Television as Time Machine

Two unrelated notes on television and time:

First, the new BBC series, Life on Mars (sort of) inspires Mark at k-punk to meditate on the nostalgic lure of time travel into the past. Life on Mars focuses on Sam Tyler, a detective from 2006, who is sent back in time to 1973 after a car accident.

Mark’s reflections on the series (which I haven’t seen) and his discussion of the logic of time travel inevitably raise questions for me about my own research on time-travel movies and television shows. First, I find the choice of 1973 interesting, especially given Fredric Jameson’s emphasis on 1973 as a point of major transition (Watergate, Vietnam, gold standard, etc), but I’m more interested in Mark’s comments about the “uncanny lure” of the past. Generally, I think he’s right that time-travel films and TV shows tend to involve time travel into the past rather than into the future, and I’d add that it’s certainly linked to fears of death. Thanks to Matt for passing along the link. I’d like to revisit this topic at some point, but with the new semester starting yesterday (Monday), I feel like I’m already in a full sprint.

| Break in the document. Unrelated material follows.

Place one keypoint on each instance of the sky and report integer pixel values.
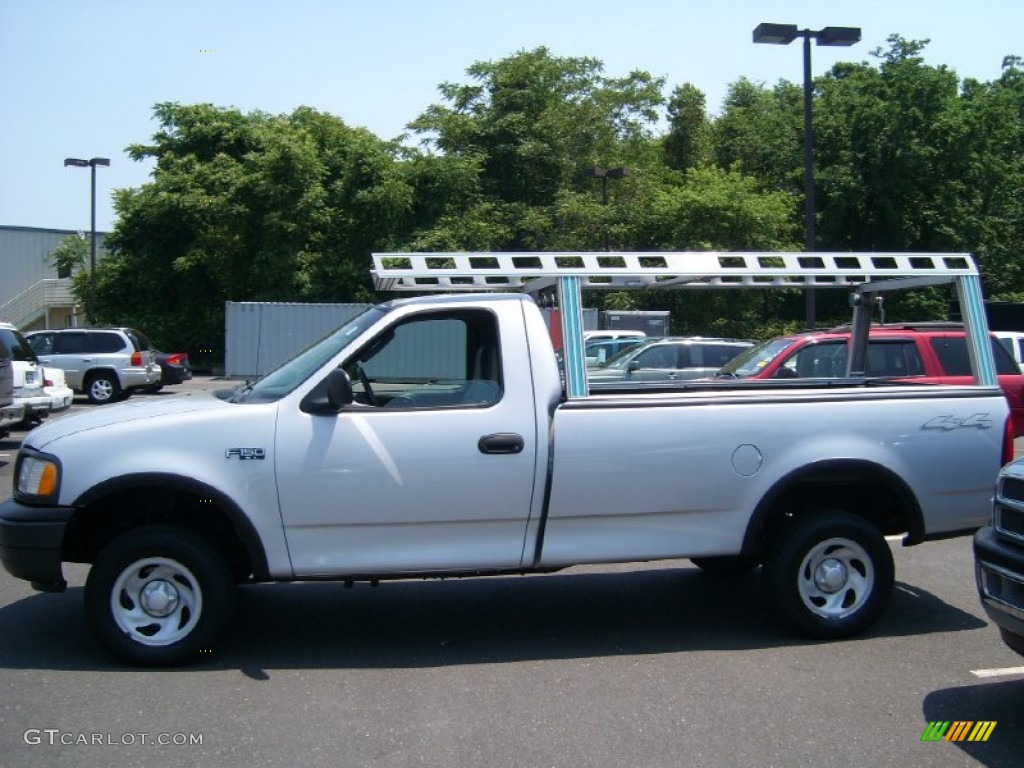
(80, 78)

Speaking of sprinting, David at GreenCine provides a pointer to Slavoj Zizek’s Guardian article previewing the new season of 24. Zizek’s analysis goes well beyond the expected observation that the show’s simulation of real time reproduces the sense of urgency that has become attached to the war on terror. Instead, drawing from Hannah Arendt’s Eichmann in Jerusalem, Zizek analyzes the show’s depiction of torture.